It snowed last night, several inches, which is unusual in southern Kansas. Snow, snow, snow, let it snow, we used to say as kids, hoping that school would be cancelled, which is what happened today, February, o2, 2022.

Or 2/2/22, a palindrome date.

Looky, looky, looky
Yuki, yuki, yuki
We’re playing hooky

Bashō no yōna, February 2, 2022

Note. Hooky, skipping school without permission. Tom Sawyer and Huck Finn often played hooky.

yuki, snow

Basho on Snow and Winter

From the book Oi no kobumi, Winter 1687-8:

いざ行かむ 雪見にころぶ 所まで
Iza yukan / yukimi ni korobu / tokoro made

Let’s go out
And see the snow
Until we slip and fall.

Matsuo Basho, Oi no kobumi, Winter 1687-8

A child grow up and the snow is not his friend. Still, snow on Mt. Fuji is a thing of beauty.

冬の日や馬上に氷る影法師
fuyu no hi ya / bashō ni kōru / kagebōshi

A winter’s day
me and my shadow
frozen on horseback

一尾根はしぐるる雲か 富士の雪
hito one wa / shigururu kumo ka / Fuji no yuki

over the ridge
Winter showers
is there’s snow on Mount Fuji? 

Matsuo Basho, Oi no kobumi, early Winter 1687-8

Oi no kobumi

In English, Notes from my Knapsack, or Backpack Notes, 笈の小文, October 25, 1687 to June 1688. Matsuo Basho was 44 when he began this round-Robin trip, reciting verse, from Edo to Iga, then Nagoya, to the grand Ise shrine, and from Nara to Otsu, and home again. Like a child going to school he carried a knapsack, oi 笈, usually made of bamboo.

Snow on Mt. Fuji

There are many translations of Matsuo Basho’s haiku. Not surprisingly they do not all agree. Many a slip twixt the cup and the lip, said Robert Burns. In our case, between pen, the word, and the ear.
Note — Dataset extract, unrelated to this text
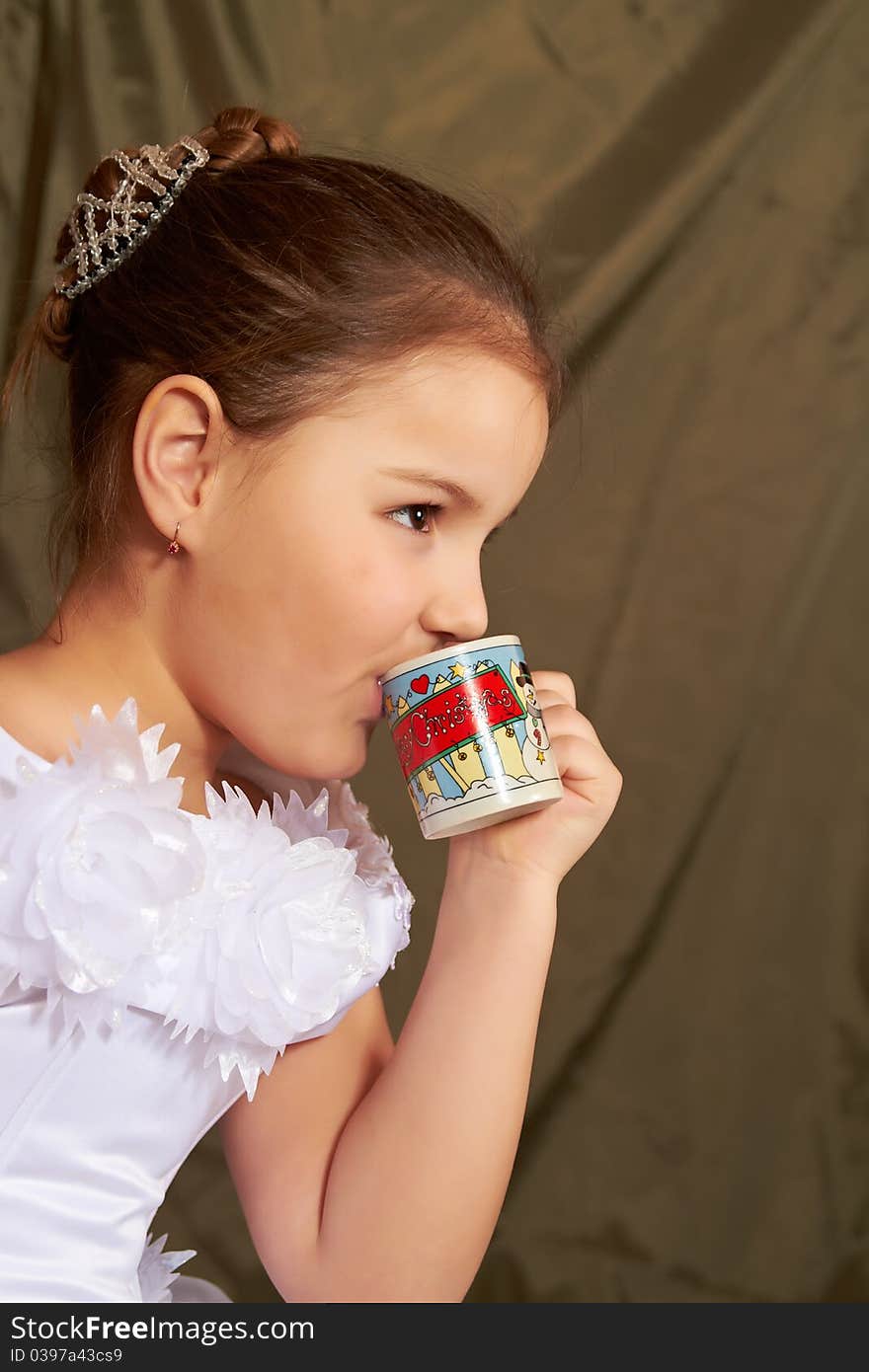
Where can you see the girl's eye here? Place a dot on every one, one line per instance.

In the last haiku, being away form Edo, I suspect Matsuo was wondering if the snow had yet appeared at Mt. Fuji. In late fall, snow flurries make their first appearance at Mount Fuji. And, typically, Fuji is snow-capped five months out of the year. Traveling by horse over the hills in a winter storm, wondering is there snow on Mt. Fuji. This question arises because the character か, ka appears prior to snow on Mt. Fuji (shigururu kumo ka / Fuji no yuki).

http://www.metmuseum.org/art/collection/search/56990

Winter Sleet

At this moment, in the Winter of 2022, a snow storm is crossing much of the eastern United States from Boston to Norfolk. Here in the Midwest, the sky is spectacularly clear, China blue, but bitterly cold. While chattering birds look down from the trees above, scampering squirrels hunt for food in my garden.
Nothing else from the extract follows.